Results 1 to 11 of 11
  1. #1
    Join Date
    Oct 2007
    Posts
    5

    Free time series DBMS

    Hi there,

    I am currently involved in a project dealing with huge amounts of very simply structured data in the form of:

    - a unix time-stamp
    - 2 byte measurement data
    - 2 byte meta information

    The thing that's so special here is, that there are no delete or update operations involved at all. The only thing the DBMS has to provide is an extremely efficient way to append data, get access to the latest data-point and to calculate some statistics like arithmetic mean, modal values, minima/maxima.

    So I was wondering, if a time series DBMS is actually the way to go, or if we should just go ahead and develop a home-brewn solution.
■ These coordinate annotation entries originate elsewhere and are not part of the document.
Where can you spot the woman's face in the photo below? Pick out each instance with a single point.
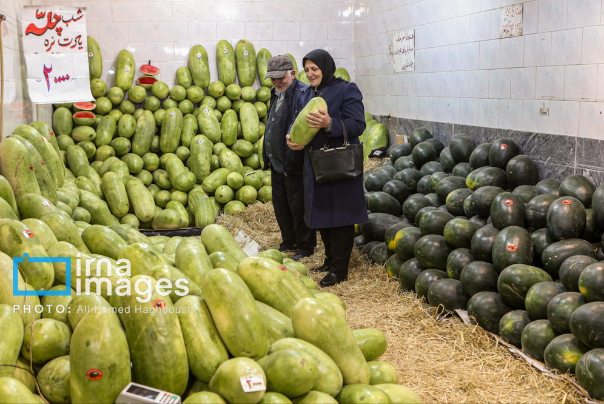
(313, 73)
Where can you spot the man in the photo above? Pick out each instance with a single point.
(288, 97)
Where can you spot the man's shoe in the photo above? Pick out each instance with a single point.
(301, 254)
(332, 279)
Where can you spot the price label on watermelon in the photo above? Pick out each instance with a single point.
(253, 383)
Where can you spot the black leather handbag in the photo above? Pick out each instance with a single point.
(337, 163)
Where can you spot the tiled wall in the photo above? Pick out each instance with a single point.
(466, 75)
(164, 31)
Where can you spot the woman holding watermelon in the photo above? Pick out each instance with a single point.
(333, 207)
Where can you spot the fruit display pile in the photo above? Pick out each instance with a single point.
(471, 227)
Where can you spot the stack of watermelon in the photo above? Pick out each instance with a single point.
(471, 227)
(258, 319)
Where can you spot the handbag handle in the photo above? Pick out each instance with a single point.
(344, 135)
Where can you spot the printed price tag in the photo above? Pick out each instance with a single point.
(253, 383)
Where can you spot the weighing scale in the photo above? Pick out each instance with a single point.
(135, 393)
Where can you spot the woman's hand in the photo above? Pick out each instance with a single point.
(318, 119)
(293, 146)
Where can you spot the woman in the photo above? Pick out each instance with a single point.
(333, 207)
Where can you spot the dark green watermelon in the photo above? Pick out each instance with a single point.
(413, 204)
(375, 228)
(455, 201)
(555, 254)
(397, 189)
(482, 243)
(447, 160)
(486, 177)
(525, 192)
(404, 162)
(536, 336)
(375, 181)
(564, 352)
(591, 282)
(571, 269)
(381, 202)
(501, 152)
(480, 156)
(482, 199)
(408, 274)
(419, 135)
(461, 147)
(432, 251)
(426, 279)
(422, 153)
(487, 309)
(462, 170)
(561, 307)
(515, 281)
(566, 218)
(512, 246)
(447, 293)
(536, 210)
(457, 260)
(459, 232)
(479, 276)
(432, 167)
(423, 185)
(541, 239)
(507, 210)
(393, 266)
(521, 170)
(448, 185)
(399, 150)
(511, 326)
(539, 296)
(587, 325)
(590, 373)
(547, 186)
(434, 222)
(579, 187)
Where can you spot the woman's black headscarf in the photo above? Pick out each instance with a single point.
(325, 62)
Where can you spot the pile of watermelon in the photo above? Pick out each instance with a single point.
(240, 319)
(471, 227)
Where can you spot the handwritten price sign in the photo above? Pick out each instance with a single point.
(403, 51)
(54, 43)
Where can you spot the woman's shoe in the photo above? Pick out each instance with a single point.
(332, 279)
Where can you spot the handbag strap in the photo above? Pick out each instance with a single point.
(344, 135)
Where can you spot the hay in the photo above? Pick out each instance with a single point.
(443, 361)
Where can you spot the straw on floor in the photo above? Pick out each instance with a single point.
(442, 361)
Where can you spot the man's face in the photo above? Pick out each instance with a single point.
(283, 83)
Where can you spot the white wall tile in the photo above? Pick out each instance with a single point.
(579, 82)
(537, 49)
(490, 54)
(532, 120)
(591, 120)
(564, 117)
(488, 113)
(512, 52)
(550, 83)
(499, 83)
(468, 111)
(566, 49)
(592, 50)
(523, 83)
(584, 13)
(479, 84)
(510, 114)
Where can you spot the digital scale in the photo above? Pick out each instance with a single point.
(135, 393)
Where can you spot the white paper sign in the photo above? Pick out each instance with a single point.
(510, 21)
(54, 43)
(403, 51)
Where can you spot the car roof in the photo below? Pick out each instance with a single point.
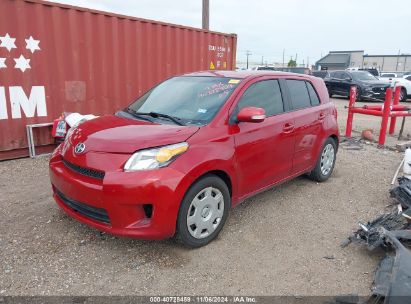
(245, 74)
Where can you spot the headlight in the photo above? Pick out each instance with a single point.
(155, 158)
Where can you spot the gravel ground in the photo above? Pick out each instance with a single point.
(285, 241)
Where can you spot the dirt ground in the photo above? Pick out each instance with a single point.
(285, 241)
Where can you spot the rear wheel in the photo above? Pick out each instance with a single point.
(326, 161)
(203, 211)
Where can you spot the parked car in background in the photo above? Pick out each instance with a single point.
(398, 81)
(368, 86)
(263, 68)
(388, 75)
(374, 72)
(178, 158)
(320, 74)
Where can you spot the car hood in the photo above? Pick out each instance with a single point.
(122, 135)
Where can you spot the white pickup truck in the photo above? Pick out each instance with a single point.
(398, 81)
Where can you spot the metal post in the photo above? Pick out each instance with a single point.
(248, 53)
(353, 95)
(397, 95)
(385, 116)
(206, 15)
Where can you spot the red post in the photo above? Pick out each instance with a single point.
(353, 94)
(397, 95)
(385, 116)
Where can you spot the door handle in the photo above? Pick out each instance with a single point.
(288, 128)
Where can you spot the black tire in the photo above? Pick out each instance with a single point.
(403, 96)
(317, 174)
(329, 92)
(182, 232)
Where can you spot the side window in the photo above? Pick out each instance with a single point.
(299, 94)
(313, 94)
(345, 76)
(264, 94)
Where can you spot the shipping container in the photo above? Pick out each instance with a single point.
(57, 58)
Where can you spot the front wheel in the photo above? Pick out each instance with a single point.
(326, 161)
(403, 95)
(203, 211)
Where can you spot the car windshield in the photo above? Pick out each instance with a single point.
(190, 99)
(363, 76)
(387, 75)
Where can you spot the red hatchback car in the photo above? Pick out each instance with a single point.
(178, 158)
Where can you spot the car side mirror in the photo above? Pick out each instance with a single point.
(251, 114)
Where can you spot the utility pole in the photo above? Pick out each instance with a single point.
(206, 14)
(247, 53)
(398, 58)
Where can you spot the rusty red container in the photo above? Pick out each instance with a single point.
(57, 58)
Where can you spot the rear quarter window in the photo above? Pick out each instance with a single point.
(265, 94)
(313, 94)
(300, 97)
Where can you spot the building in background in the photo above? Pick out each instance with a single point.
(388, 63)
(341, 60)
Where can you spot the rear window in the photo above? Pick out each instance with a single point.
(300, 97)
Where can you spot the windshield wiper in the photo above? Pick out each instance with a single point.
(176, 120)
(136, 114)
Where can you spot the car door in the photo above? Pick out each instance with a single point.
(264, 150)
(309, 116)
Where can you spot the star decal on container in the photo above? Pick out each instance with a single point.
(22, 63)
(32, 44)
(8, 42)
(3, 63)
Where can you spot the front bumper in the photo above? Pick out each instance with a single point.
(140, 204)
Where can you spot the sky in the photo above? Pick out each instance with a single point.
(307, 29)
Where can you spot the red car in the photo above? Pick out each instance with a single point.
(178, 158)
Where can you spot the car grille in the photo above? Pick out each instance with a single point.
(94, 213)
(84, 171)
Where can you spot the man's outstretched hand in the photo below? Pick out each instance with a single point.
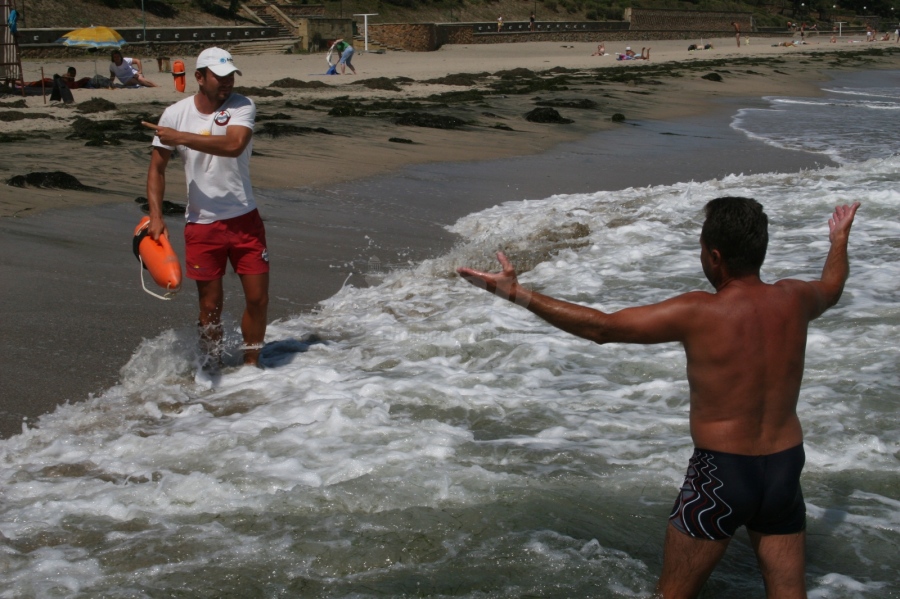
(840, 222)
(503, 284)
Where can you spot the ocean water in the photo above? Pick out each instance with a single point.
(420, 438)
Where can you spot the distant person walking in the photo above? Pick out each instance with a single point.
(346, 51)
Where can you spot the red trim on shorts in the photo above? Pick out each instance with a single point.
(240, 240)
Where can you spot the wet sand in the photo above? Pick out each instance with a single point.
(72, 308)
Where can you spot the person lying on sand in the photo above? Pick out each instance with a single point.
(630, 55)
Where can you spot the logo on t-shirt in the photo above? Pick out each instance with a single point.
(222, 118)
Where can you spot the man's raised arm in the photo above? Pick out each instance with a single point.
(657, 323)
(837, 264)
(230, 145)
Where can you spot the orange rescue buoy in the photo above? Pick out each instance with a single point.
(179, 75)
(159, 258)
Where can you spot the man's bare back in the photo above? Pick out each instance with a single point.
(745, 346)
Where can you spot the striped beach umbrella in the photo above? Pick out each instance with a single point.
(93, 37)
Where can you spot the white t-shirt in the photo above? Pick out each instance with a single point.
(218, 187)
(124, 71)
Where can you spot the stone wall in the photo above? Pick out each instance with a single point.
(414, 37)
(644, 25)
(688, 20)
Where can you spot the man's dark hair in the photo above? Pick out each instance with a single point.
(739, 229)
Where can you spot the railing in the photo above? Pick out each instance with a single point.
(171, 35)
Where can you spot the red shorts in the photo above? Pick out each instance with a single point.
(240, 240)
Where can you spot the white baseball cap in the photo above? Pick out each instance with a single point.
(218, 61)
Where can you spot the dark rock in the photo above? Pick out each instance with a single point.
(461, 79)
(95, 105)
(14, 115)
(278, 116)
(382, 83)
(545, 114)
(424, 119)
(347, 110)
(259, 92)
(290, 104)
(518, 73)
(275, 130)
(50, 180)
(291, 83)
(583, 103)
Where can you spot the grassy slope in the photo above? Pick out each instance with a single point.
(82, 13)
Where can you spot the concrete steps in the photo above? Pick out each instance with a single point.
(280, 45)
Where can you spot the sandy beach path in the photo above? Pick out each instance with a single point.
(72, 309)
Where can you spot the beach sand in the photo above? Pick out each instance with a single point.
(72, 308)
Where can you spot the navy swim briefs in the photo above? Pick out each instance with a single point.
(724, 491)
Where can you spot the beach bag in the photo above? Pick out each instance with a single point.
(99, 81)
(61, 92)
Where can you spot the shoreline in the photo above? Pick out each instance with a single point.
(77, 313)
(339, 149)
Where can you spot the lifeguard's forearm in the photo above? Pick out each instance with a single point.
(229, 145)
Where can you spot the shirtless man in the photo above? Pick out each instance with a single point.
(745, 347)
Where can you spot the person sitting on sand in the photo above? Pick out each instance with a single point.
(129, 71)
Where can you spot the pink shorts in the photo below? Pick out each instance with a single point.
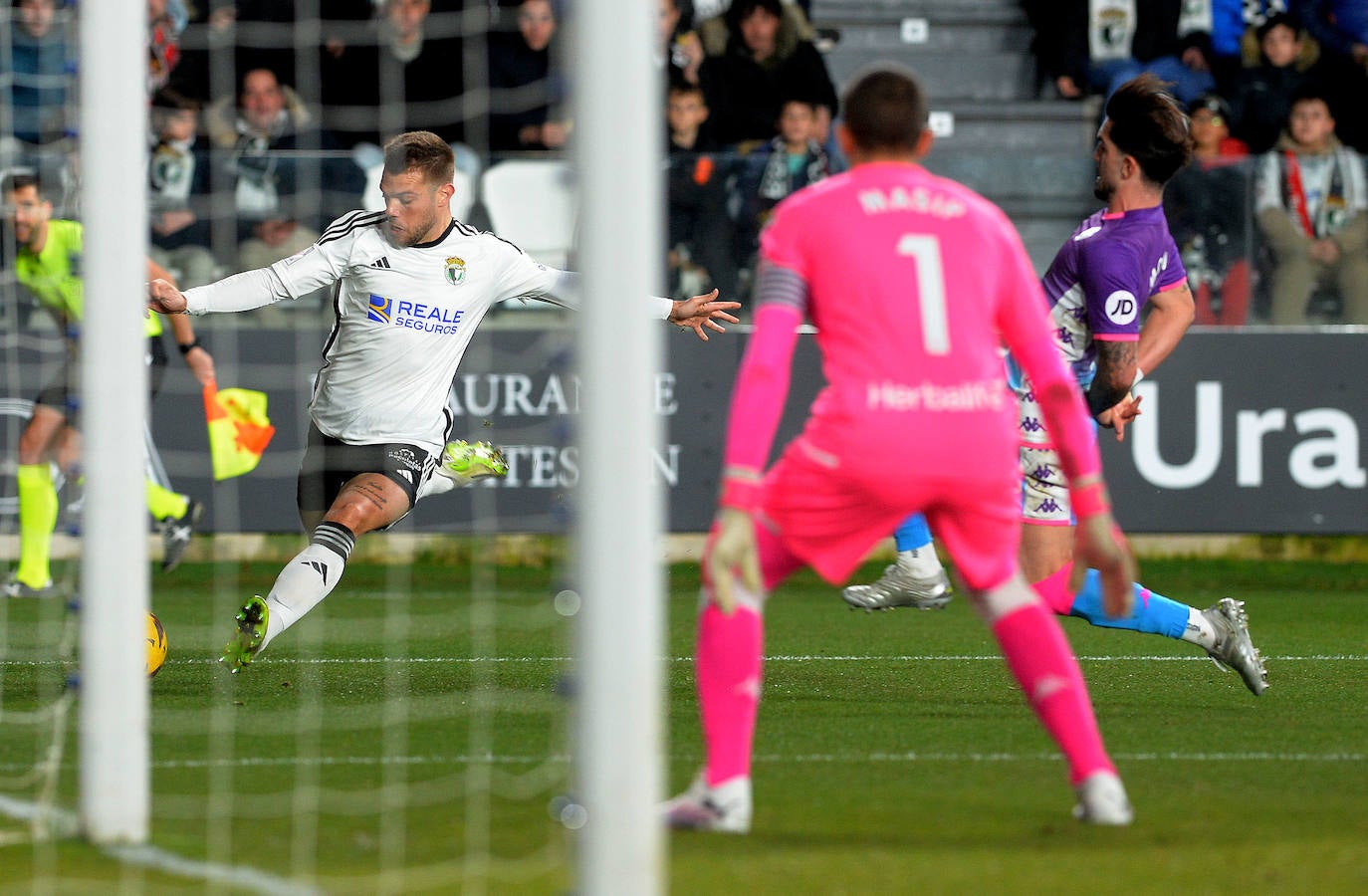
(830, 511)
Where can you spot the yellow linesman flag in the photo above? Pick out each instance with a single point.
(238, 430)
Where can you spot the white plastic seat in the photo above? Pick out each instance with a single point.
(531, 204)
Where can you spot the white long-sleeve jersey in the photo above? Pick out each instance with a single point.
(404, 319)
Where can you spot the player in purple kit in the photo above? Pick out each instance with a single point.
(1118, 260)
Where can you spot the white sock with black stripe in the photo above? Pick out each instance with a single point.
(310, 577)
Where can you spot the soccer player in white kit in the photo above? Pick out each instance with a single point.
(914, 284)
(410, 285)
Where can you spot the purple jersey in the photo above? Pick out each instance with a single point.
(1103, 275)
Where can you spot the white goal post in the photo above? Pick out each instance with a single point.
(620, 640)
(115, 803)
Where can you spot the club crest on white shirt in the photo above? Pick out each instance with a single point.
(454, 271)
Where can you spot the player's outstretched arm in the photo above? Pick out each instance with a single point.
(1100, 545)
(163, 297)
(703, 311)
(1170, 315)
(196, 355)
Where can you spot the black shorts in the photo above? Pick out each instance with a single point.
(63, 391)
(329, 464)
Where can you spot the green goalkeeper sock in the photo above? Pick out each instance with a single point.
(37, 520)
(163, 502)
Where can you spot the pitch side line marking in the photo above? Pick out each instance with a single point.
(7, 806)
(63, 823)
(362, 661)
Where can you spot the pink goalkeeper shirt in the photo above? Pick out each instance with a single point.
(915, 285)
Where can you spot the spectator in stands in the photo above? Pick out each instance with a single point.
(1207, 205)
(787, 164)
(1260, 99)
(710, 22)
(1312, 207)
(253, 28)
(527, 94)
(681, 50)
(699, 227)
(165, 22)
(1341, 28)
(765, 63)
(402, 73)
(41, 77)
(1096, 47)
(281, 197)
(178, 190)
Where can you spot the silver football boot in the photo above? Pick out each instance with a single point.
(899, 587)
(1235, 648)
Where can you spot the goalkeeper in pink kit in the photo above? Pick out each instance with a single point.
(914, 285)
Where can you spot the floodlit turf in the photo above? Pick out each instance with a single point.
(366, 752)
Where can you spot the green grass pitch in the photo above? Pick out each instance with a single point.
(415, 739)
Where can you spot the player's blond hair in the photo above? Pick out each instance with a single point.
(421, 150)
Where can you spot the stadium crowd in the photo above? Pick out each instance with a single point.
(1272, 219)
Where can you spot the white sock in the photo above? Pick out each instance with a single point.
(1200, 629)
(922, 561)
(310, 577)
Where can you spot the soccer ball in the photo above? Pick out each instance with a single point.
(156, 644)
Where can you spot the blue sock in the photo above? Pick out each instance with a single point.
(913, 534)
(1153, 611)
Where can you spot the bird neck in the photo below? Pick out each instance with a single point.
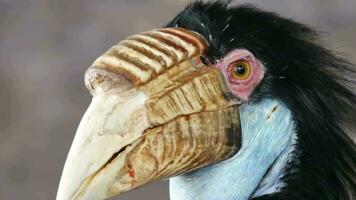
(268, 138)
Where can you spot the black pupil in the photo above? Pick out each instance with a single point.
(240, 69)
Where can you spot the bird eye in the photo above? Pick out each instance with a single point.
(240, 70)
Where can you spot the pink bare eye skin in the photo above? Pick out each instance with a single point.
(241, 88)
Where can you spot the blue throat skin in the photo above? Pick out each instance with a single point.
(268, 138)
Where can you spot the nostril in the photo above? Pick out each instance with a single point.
(99, 80)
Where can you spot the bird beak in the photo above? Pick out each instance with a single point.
(156, 112)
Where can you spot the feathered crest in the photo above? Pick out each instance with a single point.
(310, 79)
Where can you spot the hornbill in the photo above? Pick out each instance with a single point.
(229, 102)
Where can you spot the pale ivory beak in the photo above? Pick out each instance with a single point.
(156, 112)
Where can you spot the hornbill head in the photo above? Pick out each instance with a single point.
(228, 102)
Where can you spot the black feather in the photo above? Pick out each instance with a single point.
(310, 79)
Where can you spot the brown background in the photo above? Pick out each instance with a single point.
(45, 48)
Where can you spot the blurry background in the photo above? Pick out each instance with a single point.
(45, 48)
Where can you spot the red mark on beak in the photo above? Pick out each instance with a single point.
(132, 173)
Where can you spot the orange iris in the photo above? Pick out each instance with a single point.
(240, 70)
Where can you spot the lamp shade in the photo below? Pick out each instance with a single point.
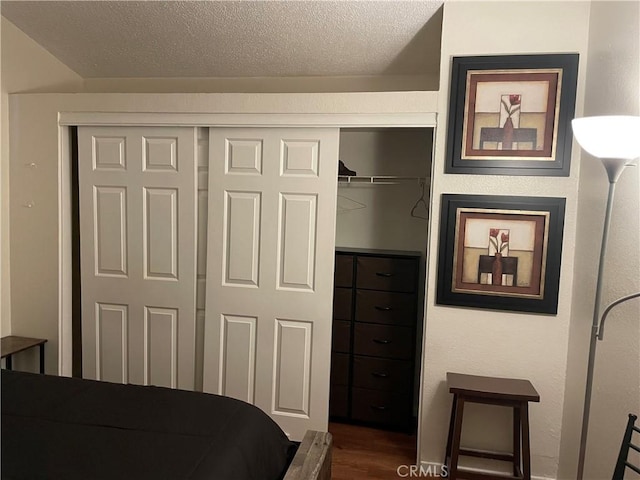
(609, 136)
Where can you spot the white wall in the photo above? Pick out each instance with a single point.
(612, 87)
(385, 222)
(493, 343)
(26, 67)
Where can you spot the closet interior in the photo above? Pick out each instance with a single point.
(381, 238)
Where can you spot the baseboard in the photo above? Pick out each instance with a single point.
(429, 468)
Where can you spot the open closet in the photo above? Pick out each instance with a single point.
(381, 239)
(254, 209)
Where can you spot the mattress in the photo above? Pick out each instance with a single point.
(69, 428)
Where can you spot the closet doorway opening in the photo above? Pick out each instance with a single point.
(381, 246)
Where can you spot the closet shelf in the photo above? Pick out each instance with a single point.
(376, 179)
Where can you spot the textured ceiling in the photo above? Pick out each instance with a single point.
(235, 38)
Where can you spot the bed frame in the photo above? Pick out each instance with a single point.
(313, 458)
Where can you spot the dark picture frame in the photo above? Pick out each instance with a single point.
(511, 115)
(527, 233)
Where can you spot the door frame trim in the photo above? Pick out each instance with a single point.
(339, 120)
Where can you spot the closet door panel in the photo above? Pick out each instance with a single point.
(270, 253)
(137, 189)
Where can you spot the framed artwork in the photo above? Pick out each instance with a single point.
(511, 115)
(500, 252)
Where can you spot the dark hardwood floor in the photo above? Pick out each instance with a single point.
(361, 453)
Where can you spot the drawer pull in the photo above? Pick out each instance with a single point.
(380, 408)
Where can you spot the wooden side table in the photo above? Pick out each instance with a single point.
(14, 344)
(506, 392)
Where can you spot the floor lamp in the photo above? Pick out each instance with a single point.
(615, 140)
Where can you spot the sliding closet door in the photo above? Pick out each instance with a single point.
(270, 257)
(137, 188)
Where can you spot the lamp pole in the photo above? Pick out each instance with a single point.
(614, 168)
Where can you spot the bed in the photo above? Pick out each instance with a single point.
(69, 428)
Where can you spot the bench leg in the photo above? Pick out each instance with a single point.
(455, 442)
(517, 445)
(526, 450)
(42, 358)
(452, 418)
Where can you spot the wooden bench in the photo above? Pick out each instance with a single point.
(13, 344)
(505, 392)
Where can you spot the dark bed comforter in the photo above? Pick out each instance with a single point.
(68, 428)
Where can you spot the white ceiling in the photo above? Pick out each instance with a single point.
(235, 38)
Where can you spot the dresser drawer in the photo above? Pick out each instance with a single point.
(339, 401)
(343, 276)
(388, 341)
(383, 374)
(385, 307)
(381, 407)
(342, 303)
(341, 336)
(386, 273)
(339, 369)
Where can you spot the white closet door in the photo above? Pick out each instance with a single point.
(137, 192)
(270, 258)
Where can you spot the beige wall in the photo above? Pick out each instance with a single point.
(26, 67)
(493, 343)
(612, 87)
(380, 83)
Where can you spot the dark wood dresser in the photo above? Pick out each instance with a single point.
(374, 337)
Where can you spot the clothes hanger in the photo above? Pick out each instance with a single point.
(421, 209)
(346, 204)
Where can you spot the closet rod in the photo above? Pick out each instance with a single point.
(376, 179)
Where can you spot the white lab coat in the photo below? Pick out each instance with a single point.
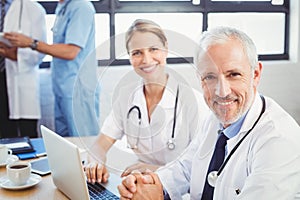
(22, 75)
(153, 137)
(265, 166)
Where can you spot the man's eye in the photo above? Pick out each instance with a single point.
(153, 49)
(234, 74)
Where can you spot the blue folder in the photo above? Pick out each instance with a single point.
(39, 147)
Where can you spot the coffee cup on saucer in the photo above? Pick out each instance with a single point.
(18, 172)
(4, 153)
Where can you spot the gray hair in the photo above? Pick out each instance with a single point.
(222, 34)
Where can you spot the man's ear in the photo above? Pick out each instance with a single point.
(257, 74)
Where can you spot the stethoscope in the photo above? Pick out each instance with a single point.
(20, 17)
(213, 175)
(171, 143)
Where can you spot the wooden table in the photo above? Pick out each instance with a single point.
(46, 188)
(118, 158)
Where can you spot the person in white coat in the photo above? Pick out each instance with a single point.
(158, 114)
(262, 155)
(20, 104)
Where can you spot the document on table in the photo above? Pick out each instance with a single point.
(5, 41)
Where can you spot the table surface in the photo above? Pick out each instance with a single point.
(46, 188)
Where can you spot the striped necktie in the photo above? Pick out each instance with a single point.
(2, 59)
(214, 165)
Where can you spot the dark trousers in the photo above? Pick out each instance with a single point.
(13, 127)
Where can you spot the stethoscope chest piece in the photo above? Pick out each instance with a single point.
(212, 178)
(171, 144)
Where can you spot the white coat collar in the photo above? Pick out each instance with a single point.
(250, 119)
(167, 100)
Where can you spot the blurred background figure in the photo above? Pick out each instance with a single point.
(74, 65)
(19, 81)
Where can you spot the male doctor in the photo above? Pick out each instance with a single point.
(73, 68)
(261, 141)
(19, 83)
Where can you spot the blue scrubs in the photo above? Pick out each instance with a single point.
(75, 81)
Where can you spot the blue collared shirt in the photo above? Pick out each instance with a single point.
(233, 129)
(7, 5)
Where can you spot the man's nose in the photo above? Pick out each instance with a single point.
(147, 57)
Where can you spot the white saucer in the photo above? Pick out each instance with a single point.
(10, 159)
(7, 184)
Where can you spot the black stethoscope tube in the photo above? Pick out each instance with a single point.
(170, 143)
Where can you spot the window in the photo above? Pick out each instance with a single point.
(266, 21)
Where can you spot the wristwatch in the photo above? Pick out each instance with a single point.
(34, 44)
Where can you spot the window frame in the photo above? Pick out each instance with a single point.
(205, 7)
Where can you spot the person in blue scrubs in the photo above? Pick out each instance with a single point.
(73, 67)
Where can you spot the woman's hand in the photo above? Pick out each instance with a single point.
(96, 171)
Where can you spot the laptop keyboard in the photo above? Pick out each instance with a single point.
(97, 191)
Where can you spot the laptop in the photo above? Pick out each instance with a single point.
(67, 172)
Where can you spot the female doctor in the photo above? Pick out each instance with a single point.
(21, 67)
(158, 115)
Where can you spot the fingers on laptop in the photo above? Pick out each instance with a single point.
(96, 172)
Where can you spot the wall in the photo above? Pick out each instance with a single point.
(280, 79)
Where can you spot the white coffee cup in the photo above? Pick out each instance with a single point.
(18, 172)
(4, 153)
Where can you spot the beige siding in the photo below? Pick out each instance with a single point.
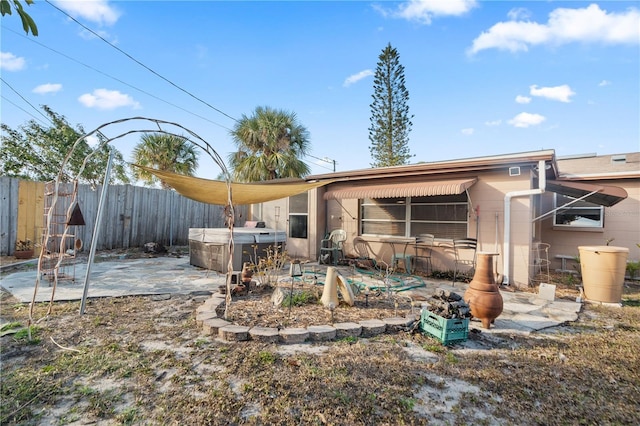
(621, 222)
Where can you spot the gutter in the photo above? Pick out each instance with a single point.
(542, 183)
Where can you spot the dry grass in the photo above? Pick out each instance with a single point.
(141, 360)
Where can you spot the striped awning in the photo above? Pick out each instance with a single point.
(603, 195)
(409, 189)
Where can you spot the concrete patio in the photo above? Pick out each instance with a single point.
(523, 312)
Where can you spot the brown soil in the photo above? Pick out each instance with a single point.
(256, 309)
(144, 360)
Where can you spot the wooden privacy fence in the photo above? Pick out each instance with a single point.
(132, 215)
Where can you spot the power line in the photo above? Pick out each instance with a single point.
(30, 39)
(326, 160)
(23, 98)
(21, 109)
(140, 63)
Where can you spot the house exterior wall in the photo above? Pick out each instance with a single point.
(621, 223)
(487, 200)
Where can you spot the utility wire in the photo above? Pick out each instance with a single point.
(140, 63)
(21, 109)
(117, 79)
(23, 98)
    I also thought about using a general purpose DBMS like Mysql or Postgres, but I am having concerns with overhead and that it just will not be able to provide the data fast enough.

    cheers, andreas

  2. #2
    Join Date
    Jun 2004
    Location
    Arizona, USA
    Posts
    1,848
    Can you guarantee that the time stamp will be unique? or that a combination of timestamp/meta information will be unique?

    Please quantify "Huge Amounts"... What is huge to you, may not be large to someone else...

    Please quantify "fast enough" ... i.e. Insert rates, retrieval rates, minimum response time, etc.
    Lou
    使大吃一惊
    "Lisa, in this house, we obey the laws of thermodynamics!" - Homer Simpson
    "I have my standards. They may be low, but I have them!" - Bette Middler
    "It's a book about a Spanish guy named Manual. You should read it." - Dilbert


  3. #3
    Join Date
    Oct 2007
    Posts
    5
    Quote Originally Posted by loquin
    Can you guarantee that the time stamp will be unique? or that a combination of timestamp/meta information will be unique?
    all combinations of timestamp/meta information will be unique.

    Quote Originally Posted by loquin
    Please quantify "Huge Amounts"... What is huge to you, may not be large to someone else...
    I'd estimate that there will be about one insert every two to three seconds.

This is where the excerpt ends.